Pirelli’s Mario Isola explains the 2018 F1 tyre changes and whether it will remain sole supplier post-2019
Pirelli was tasked with creating a more captivating season of racing in 2018, and its response has been to make a raft of changes to its tyre line-up.
That’s meant the introduction of the hypersoft compound, in the process increasing the softness of its whole range. It will take until Monaco, however, for us to see the new pink-walled hypersoft tyre in action.
The compounds now, in order of softness, are: hypersoft (pink), ultrasoft (purple), supersoft (red), soft (yellow), medium (white), hard (blue) and superhard (orange).
A move to two-stop races was the target, according to Pirelli’s sporting director Mario Isola. “Last year we were a bit conservative, which was the right choice. [But] we saw that most of the races were one-stop, so we are making the whole range much softer to have this average of two stops and a bit more degradation to try and increase overtaking. All the compounds are new except for the soft, which is now the medium because all the other compounds are one step softer, but all the other compounds are new.
“The first time that we are going to see the hypersoft compound is in Monaco,” continues Isola. “We are probably going to use it in some other events, maybe four or five. The drivers especially [are happy] because they have a lot of grip, more than with the other tyres,” he says.
And where does that leave the tyre on the other end of the spectrum? The new superhard tyre is more of a precaution than anything, according to Isola, and we won’t be seeing it in action.
“We know that the superhard is a back-up. We decided to homologate it just as a back-up, so we’re not planning to use the superhard for the rest of the season,” he says.
The hard tyre, on the other hand, could still feature at Silverstone and Suzuka, having already been announced as part of the tyre roster for Bahrain and China. The jury is still out on whether we’ll see the hard tyre at Barcelona.
“Barcelona has been resurfaced and the new tarmac is much smoother compared to the old one. That means that we probably have to go softer in the selection compared to the past.”
In terms of tyre make-up, the compounds haven’t changed significantly from 2017, with the wide rear slicks left largely untouched, whereas the front tyres have been modified slightly for 2018.
“We have a different construction and a different front profile this year that was optimised to have a better footprint and distribution of pressure and temperature,” Isola explains.
The wets and the intermediates have also been changed for 2018, with a soft and hard variation available. The teams have no choice as to what wet and intermediate tyres they will use for the race as Pirelli has full control over that.
The end goal, of course, is more overtaking and an altogether more exciting season of racing. With its F1 contract expiring at the end of 2019, an exciting year could be more important than ever.
“Our contract expires end of 2019 and we will have a new tender, so we are interested to continue for the future, that’s not a secret,” says Isola.
As for a tyre war, don’t hold your breath. Isola expects things to continue as they are with F1 favouring a sole supplier for the time being.

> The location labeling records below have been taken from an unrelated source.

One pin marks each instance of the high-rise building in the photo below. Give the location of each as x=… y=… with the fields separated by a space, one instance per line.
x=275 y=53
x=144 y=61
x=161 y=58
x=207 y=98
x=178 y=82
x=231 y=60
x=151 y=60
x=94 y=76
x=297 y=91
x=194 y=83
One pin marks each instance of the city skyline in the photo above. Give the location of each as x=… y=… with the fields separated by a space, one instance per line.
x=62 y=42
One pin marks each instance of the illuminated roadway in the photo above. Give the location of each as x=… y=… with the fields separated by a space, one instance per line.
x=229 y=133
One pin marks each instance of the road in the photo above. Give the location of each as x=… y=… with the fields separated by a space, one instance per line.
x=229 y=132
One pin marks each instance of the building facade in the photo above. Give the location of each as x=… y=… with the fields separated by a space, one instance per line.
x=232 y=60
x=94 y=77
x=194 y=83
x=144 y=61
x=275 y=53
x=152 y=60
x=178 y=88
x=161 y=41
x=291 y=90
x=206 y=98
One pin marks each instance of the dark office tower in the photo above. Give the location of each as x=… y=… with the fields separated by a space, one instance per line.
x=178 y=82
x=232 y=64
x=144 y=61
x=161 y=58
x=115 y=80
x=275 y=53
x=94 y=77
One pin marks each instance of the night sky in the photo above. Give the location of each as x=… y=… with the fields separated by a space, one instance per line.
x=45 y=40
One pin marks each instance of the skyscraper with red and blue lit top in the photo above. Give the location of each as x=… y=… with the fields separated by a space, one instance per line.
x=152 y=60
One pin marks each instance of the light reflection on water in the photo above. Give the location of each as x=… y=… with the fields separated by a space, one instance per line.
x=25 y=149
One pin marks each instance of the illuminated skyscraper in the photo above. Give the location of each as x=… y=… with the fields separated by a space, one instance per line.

“[Tyre competition] is not our decision. We were told in the past if the decision of the sport is to go [in a certain] direction, we are ready to face this challenge. Obviously, competition means a lot of cost increase because you need to test, you need to develop, it’s a different approach compared to [being a] sole supplier.
“In general, if you look at all the championships, most of them are now with a sole supplier because you can provide the same product to everybody and the level of cost decreases because you have a fixed product for the season, and you don’t need to develop tyres during the season. For the team, it also means less testing.”
The hope is that the 2018 F1 season won’t offer up any dead rubbers as all the tyres become softer this season. With teams having used the hypersoft with effect in preseason testing – apart from Mercedes, which seemed content on mediums – those wanting two-stop races and a new strategic spanner in the works should see the benefits of Pirelli’s new approach.